Emily Chapman, the chief medical officer for Children's Minnesota, a pediatric health system based in Minneapolis, told NBC, "We know there are certain characteristics in common with these cases, but we have not been able to get to the bottom of exactly what aspect of the vaping habit or product or solvent or oil is causing the injury." David Gummin, the medical director of the Wisconsin Poison Center, likewise told the Times: "We don't yet know the causative agent. We have no leads pointing to a specific substance other than those that are associated with smoking or vaping."

The Times says "one hypothesis" is that "the teenagers had purchased a nicotine or cannabis-derived vaping product that had been used once, and then refilled with dangerous substances that would be hard to detect." The paper notes that "patients reported using open-tank systems and devices with interchangeable cartridges," meaning they were not necessarily using commercially produced e-liquids.
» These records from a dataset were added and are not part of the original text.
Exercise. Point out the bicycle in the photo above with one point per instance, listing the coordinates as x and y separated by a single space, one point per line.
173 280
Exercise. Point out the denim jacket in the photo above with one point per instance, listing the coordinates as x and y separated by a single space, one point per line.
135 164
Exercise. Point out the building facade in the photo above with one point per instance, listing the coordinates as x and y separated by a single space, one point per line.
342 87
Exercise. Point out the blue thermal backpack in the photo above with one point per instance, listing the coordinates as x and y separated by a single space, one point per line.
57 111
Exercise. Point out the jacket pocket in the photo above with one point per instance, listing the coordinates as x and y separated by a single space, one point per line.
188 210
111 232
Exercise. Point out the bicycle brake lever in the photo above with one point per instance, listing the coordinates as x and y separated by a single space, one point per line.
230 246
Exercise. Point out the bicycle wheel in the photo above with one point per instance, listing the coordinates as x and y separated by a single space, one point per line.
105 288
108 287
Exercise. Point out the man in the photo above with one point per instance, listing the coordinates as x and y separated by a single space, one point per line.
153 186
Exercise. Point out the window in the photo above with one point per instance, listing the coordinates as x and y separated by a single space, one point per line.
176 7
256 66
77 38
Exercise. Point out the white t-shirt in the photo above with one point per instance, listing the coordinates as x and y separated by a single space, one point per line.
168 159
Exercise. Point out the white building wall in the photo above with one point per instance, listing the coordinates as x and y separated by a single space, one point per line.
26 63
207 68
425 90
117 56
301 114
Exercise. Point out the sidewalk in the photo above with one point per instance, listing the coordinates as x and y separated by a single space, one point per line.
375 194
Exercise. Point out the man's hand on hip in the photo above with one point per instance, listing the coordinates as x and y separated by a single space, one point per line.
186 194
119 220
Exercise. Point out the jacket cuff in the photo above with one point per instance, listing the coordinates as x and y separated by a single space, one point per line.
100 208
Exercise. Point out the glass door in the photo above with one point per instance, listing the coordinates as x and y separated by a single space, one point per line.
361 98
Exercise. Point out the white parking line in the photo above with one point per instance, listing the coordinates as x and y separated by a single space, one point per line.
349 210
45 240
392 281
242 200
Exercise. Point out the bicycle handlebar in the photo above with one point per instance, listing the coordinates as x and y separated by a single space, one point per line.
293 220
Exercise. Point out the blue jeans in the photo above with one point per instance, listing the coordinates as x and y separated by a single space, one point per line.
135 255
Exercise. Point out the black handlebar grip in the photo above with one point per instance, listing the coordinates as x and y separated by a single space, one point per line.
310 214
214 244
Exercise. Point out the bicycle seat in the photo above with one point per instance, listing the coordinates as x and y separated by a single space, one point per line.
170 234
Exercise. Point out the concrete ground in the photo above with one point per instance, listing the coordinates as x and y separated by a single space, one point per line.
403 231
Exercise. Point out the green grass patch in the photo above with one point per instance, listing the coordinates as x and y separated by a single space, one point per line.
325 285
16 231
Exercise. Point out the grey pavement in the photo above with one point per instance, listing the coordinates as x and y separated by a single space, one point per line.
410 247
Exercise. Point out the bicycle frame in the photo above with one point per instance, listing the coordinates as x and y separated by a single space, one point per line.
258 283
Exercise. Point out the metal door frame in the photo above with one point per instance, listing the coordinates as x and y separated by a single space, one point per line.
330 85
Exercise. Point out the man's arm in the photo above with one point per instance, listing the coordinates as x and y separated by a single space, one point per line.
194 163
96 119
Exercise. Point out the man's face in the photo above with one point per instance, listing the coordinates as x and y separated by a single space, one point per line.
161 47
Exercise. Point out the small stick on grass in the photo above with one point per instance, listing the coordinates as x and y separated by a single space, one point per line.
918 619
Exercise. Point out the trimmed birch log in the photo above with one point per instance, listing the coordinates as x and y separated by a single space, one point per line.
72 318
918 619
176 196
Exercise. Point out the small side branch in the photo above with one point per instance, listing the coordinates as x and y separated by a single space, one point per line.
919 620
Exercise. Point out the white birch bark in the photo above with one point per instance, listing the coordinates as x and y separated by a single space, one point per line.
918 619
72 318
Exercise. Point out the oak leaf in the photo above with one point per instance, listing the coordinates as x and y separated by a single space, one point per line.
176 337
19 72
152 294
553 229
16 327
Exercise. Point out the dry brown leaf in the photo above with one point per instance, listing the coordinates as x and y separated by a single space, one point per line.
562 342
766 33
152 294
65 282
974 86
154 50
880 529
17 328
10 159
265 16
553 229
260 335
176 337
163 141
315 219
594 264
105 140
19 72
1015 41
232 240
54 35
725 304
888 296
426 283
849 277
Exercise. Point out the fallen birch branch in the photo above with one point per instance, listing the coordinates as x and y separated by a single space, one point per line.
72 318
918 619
At least some of the patients were vaping not nicotine but a cannabis extract, or what they thought was a cannabis extract. "People will buy them from the states where it is legal and they'll bring them back to states such as Wisconsin where it's not legal," the brother of one patient told NBC. "You don't know if you're buying something from a middleman that picked it up from a dispensary or if you're buying it from somebody who has tampered with it and made their own mixture. You literally don't know what you're inhaling into your body."

In this context, linking these cases to Juul, the leading e-cigarette company, seems like a non sequitur. Yet that is what both NBC and the Times did, citing a 2018 study that found some flavoring agents used in e-cigarettes, when mixed with solvents, produce acetyl compounds that can irritate the lungs. It's not clear what that has to do with breathing problems people experience after vaping black-market cannabis extracts or synthetic cannabinoids.

"There are still many unanswered questions, but the health harms emerging from the current epidemic of youth vaping in Minnesota continue to increase," Ruth Lynfield, medical director at the Minnesota Department of Health, said in a press release. Since the "unanswered questions" include which products the patients used and what drugs they delivered, tying these cases to the "epidemic of youth vaping," a phrase associated with the use of commercially produced nicotine delivery devices such as Juul, makes little sense.

Lynfield added that "we are encouraging providers and parents to be on the look-out for vaping as a cause for unexplained breathing problems and lung injury and disease," which pretty much guarantees that we will hear about more cases supposedly caused by e-cigarettes. "Could it be that these particular patients were smoking something in common?" Christy Sadreameli, a pediatric pulmonologist at the Johns Hopkins Hospital in Baltimore, said in an interview with NBC News. "Definitely possible. It's also possible that as clusters become evident to physicians, we start to look out for things more."

In other words, once people hear that "vaping"—of what exactly, we're not sure—causes breathing problems, they are more likely to attribute breathing problems to vaping, reinforcing the impression that a causal relationship has been established, which in turn encourages more such reports, and so on. Even when symptoms actually are related to vaping, the specific agent and causal mechanism, which may differ from case to case, are lost in a sea of anecdotes. Without that information, blaming these cases on "vaping" in general, implying that all forms of it are equally dangerous, is about as helpful as blaming food poisoning on eating.